PCA

Introducing PCA

Principal Components Analysis (PCA) is a method of dimension reduction that decomposes a \(p \times p\) covariance or correlation matrix into a new set of \(p\) “orthogonal” (uncorrelated to one another) dimensions. These dimensions sequentially capture as much of the variance in the data as possible.

In the simple example where we have 3 measured variables, and this can be illustrated in the 3D scatterplot as in Figure 1, PCA provides us with new dimensions that capture the variability in the data (these are represented by the coloured axes in the plot).

Figure 1: 3 measured variables and the new set of dimensions obtained via PCA

When we do PCA, we get out two key things about our new dimensions:

  1. magnitude: how much variability is captured by the new dimension
  2. direction: how the new dimension relates to the original measured variables

Strictly speaking, PCA is not really an “explanatory” tool. It simply combines variables to preserve variance. This means we are less interested in the directions of the dimensions, and mainly focussed on how much variance they capture.

What we then do is simply decide how many of these new dimensions we want to keep (and therefore, how much variance in the data we are willing to sacrifice).

Behind the scenes, this is achieved using “eigen decomposition” which is a fairly complex calculation performed on the correlation matrix.1

The main thing to takeaway from this is that for each of these new dimensions we get two things (“eigenvalues” and “eigenvectors”) that are essentially:

  1. magnitude (“eigenvalues”): how long the new dimension is
  2. direction (“eigenvectors”): how the new dimension relates to the original dimensions.

Some of the maths behind it

A correlation matrix is a square matrix (i.e. same number of columns as rows), and it is symmetric on the diagonals. Furthermore, the diagonal values themselves are all 1 (the correlation of a variable with itself is 1).
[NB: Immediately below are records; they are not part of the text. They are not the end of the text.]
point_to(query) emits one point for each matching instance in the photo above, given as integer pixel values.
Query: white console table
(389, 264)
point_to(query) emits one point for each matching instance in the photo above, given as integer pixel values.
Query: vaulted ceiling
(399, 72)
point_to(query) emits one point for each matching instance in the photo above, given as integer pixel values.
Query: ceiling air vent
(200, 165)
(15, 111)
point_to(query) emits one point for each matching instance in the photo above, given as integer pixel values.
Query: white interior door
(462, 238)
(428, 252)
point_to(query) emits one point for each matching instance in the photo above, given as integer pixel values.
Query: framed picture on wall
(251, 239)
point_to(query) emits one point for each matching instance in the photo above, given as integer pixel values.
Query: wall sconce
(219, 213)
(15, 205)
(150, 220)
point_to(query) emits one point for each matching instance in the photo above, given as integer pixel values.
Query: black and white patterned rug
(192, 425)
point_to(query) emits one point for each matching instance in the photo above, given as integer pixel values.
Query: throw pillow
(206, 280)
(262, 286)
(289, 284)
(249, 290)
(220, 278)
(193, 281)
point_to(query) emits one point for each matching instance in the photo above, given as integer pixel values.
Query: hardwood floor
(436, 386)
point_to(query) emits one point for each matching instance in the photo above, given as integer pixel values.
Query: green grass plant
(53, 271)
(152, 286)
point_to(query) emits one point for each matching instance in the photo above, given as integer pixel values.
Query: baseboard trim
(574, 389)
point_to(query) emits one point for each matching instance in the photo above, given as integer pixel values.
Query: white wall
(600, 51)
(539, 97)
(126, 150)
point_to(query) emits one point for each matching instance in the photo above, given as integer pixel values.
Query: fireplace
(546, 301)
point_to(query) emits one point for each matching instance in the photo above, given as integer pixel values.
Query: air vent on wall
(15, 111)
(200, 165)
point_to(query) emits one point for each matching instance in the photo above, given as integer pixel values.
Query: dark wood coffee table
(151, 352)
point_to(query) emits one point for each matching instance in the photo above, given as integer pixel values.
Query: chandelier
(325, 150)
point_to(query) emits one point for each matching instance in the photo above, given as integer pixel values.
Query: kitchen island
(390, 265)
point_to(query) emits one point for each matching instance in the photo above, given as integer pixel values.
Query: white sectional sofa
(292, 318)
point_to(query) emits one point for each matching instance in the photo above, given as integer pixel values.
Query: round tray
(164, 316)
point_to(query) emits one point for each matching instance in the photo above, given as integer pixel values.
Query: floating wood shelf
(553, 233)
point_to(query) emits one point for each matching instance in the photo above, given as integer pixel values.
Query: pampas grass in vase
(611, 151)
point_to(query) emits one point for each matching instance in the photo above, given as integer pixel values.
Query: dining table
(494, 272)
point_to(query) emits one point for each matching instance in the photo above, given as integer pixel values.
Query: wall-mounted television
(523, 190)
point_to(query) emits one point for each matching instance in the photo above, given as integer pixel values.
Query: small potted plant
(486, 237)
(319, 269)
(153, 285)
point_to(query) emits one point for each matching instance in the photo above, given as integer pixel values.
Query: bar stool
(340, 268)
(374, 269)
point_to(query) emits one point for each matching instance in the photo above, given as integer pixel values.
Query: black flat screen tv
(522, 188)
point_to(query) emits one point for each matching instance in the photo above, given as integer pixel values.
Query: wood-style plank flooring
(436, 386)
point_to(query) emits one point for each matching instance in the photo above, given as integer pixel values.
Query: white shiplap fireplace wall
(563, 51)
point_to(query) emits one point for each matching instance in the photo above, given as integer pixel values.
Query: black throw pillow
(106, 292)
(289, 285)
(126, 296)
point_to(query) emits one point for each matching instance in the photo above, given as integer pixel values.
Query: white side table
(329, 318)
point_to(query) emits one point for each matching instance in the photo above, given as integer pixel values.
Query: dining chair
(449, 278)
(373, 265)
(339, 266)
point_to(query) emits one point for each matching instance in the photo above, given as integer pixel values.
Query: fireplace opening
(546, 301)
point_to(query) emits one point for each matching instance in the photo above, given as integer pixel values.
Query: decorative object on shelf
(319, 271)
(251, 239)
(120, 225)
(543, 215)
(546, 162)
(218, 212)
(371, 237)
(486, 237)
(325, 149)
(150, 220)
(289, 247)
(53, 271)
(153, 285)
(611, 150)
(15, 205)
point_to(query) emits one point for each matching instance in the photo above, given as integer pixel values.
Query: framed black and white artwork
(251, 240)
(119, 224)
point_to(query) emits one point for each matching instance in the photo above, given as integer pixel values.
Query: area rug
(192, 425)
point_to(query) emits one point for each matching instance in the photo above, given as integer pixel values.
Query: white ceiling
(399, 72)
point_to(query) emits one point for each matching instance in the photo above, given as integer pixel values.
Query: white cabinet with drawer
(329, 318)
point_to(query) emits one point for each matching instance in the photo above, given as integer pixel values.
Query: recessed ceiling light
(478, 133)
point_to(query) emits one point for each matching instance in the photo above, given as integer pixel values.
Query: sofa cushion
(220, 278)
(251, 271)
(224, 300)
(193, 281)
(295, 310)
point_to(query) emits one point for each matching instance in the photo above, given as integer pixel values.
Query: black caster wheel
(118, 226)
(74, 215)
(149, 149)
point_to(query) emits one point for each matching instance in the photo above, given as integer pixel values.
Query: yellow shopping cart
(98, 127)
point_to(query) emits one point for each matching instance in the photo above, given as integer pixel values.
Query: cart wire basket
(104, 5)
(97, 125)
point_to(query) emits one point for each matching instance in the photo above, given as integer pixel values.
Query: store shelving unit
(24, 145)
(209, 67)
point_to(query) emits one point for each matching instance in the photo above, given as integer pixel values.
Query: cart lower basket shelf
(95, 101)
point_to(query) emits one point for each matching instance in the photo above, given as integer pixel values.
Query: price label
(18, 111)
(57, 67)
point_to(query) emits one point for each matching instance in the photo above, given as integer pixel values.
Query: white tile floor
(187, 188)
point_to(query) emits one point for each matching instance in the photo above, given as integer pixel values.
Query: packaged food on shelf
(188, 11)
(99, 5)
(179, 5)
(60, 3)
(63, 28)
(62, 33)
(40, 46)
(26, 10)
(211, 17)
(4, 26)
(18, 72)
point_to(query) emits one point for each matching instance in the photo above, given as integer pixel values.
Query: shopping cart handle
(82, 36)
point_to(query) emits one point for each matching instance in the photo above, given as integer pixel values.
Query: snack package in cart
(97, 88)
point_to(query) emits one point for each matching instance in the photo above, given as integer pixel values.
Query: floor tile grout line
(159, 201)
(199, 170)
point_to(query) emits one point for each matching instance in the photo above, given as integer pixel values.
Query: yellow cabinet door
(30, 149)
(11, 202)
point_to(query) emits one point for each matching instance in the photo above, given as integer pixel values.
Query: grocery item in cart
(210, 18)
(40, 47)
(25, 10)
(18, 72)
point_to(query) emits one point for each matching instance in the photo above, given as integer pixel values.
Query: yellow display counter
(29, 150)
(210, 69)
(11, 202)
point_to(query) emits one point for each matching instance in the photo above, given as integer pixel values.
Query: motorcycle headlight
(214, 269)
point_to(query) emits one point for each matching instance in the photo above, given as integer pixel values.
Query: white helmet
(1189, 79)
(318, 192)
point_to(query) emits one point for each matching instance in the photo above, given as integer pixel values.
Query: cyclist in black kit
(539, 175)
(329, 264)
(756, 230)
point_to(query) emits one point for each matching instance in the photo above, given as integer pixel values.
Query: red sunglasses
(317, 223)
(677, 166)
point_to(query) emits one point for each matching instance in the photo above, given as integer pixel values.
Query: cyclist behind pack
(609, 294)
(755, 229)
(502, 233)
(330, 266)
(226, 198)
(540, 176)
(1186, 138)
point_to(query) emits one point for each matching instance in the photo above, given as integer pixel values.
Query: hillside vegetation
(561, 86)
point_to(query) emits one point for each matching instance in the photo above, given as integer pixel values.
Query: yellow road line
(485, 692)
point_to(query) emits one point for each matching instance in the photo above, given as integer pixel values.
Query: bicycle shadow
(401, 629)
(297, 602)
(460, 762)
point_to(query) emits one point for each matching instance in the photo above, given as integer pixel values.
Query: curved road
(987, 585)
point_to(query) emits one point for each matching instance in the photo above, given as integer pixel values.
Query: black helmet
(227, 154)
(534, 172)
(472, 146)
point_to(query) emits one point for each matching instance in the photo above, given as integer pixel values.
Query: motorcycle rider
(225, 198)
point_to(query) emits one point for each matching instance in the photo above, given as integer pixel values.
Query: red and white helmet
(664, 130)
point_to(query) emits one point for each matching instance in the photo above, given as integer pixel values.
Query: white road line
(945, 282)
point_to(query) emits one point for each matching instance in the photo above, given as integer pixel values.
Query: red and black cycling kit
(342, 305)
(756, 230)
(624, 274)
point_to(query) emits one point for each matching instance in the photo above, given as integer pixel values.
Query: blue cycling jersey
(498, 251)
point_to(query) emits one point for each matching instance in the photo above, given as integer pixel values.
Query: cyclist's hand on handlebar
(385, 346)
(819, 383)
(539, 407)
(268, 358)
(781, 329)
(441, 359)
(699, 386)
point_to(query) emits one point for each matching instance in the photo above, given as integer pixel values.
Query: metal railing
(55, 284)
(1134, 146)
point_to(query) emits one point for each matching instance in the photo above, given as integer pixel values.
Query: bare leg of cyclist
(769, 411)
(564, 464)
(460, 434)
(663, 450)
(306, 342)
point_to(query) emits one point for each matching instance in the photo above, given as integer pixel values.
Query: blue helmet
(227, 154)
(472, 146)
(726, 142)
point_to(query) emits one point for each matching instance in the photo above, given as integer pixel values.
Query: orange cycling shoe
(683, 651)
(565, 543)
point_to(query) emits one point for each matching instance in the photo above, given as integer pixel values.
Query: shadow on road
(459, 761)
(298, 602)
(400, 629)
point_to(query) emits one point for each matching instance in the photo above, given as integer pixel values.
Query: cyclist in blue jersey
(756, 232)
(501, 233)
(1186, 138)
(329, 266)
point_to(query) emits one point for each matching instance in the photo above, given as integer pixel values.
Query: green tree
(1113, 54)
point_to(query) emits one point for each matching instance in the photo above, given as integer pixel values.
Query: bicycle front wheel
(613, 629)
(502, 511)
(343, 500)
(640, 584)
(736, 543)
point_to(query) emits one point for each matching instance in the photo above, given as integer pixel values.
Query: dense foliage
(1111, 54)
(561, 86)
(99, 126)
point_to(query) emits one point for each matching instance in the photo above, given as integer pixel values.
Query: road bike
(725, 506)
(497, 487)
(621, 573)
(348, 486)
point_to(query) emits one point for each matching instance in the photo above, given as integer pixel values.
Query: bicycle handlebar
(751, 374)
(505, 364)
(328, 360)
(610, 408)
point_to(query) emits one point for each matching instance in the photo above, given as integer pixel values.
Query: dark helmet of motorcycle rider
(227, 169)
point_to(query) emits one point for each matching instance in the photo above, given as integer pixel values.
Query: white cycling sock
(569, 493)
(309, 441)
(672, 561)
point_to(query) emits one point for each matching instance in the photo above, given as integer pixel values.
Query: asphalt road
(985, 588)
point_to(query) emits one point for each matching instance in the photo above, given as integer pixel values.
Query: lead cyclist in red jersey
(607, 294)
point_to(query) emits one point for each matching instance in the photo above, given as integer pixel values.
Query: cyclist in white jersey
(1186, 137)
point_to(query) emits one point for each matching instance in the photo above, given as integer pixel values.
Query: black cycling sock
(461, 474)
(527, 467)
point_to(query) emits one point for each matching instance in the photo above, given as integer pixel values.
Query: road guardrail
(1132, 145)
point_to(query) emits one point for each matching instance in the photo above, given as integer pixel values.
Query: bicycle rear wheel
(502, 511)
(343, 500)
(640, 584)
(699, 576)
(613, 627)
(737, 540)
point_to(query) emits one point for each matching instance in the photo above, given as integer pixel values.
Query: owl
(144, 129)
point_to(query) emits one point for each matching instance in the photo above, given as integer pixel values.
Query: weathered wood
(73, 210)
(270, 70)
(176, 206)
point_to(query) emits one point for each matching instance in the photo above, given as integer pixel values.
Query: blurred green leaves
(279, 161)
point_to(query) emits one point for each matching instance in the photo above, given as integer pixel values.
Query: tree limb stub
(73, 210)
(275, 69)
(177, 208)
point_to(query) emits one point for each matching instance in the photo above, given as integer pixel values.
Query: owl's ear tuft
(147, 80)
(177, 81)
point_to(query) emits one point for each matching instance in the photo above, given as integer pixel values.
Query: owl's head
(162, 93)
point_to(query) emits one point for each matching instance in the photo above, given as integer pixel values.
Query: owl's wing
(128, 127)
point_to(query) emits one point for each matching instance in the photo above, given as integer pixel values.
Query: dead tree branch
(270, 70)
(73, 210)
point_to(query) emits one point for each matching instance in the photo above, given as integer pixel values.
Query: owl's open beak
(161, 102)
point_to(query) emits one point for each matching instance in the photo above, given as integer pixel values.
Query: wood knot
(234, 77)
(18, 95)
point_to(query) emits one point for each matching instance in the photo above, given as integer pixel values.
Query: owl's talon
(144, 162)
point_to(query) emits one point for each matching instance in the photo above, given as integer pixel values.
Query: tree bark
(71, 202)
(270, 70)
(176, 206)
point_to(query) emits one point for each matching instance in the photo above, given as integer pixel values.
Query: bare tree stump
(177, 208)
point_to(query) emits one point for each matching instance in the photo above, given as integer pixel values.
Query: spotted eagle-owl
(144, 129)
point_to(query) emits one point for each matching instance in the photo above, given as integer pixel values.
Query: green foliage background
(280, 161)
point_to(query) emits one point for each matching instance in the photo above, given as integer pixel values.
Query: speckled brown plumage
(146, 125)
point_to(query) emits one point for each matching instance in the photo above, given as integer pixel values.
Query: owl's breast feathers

So we might see a correlation matrix (lets call it \(\mathbf{R}\)) that looks like this:

\[ \begin{equation*} \mathbf{R} = \begin{bmatrix} 1.00, 0.72, 0.63, 0.54, 0.45, 0.36 \\ 0.72, 1.00, 0.56, 0.48, 0.40, 0.32 \\ 0.63, 0.56, 1.00, 0.42, 0.35, 0.28 \\ 0.54, 0.48, 0.42, 1.00, 0.30, 0.24 \\ 0.45, 0.40, 0.35, 0.30, 1.00, 0.20 \\ 0.36, 0.32, 0.28, 0.24, 0.20, 1.00 \\ \end{bmatrix} \end{equation*} \]

One way in which we can create a symmetric square matrix is to take the product of some vector \(\mathbf{f}\) with \(\mathbf{f'}\) (\(\mathbf{f}\) “transposed”). This is just how you might “square” a vector. To multiply two vectors you take each entry of the first and multiply it with each entry of the second.

For instance:
\[ \begin{equation*} \mathbf{f} = \begin{bmatrix} 0.88 \\ 0.83 \\ 0.77 \\ 0.69 \\ 0.60 \\ 0.50 \\ \end{bmatrix} \qquad \mathbf{f} \mathbf{f'} = \begin{bmatrix} 0.88 \\ 0.83 \\ 0.77 \\ 0.69 \\ 0.60 \\ 0.50 \\ \end{bmatrix} \begin{bmatrix} 0.88, 0.83, 0.77, 0.69, 0.60, 0.50 \\ \end{bmatrix} \qquad = \qquad \begin{bmatrix} 0.78, 0.74, 0.68, 0.61, 0.53, 0.44 \\ 0.74, 0.69, 0.64, 0.58, 0.50, 0.42 \\ 0.68, 0.64, 0.59, 0.53, 0.47, 0.39 \\ 0.61, 0.58, 0.53, 0.48, 0.42, 0.35 \\ 0.53, 0.50, 0.47, 0.42, 0.37, 0.30 \\ 0.44, 0.42, 0.39, 0.35, 0.30, 0.25 \\ \end{bmatrix} \end{equation*} \]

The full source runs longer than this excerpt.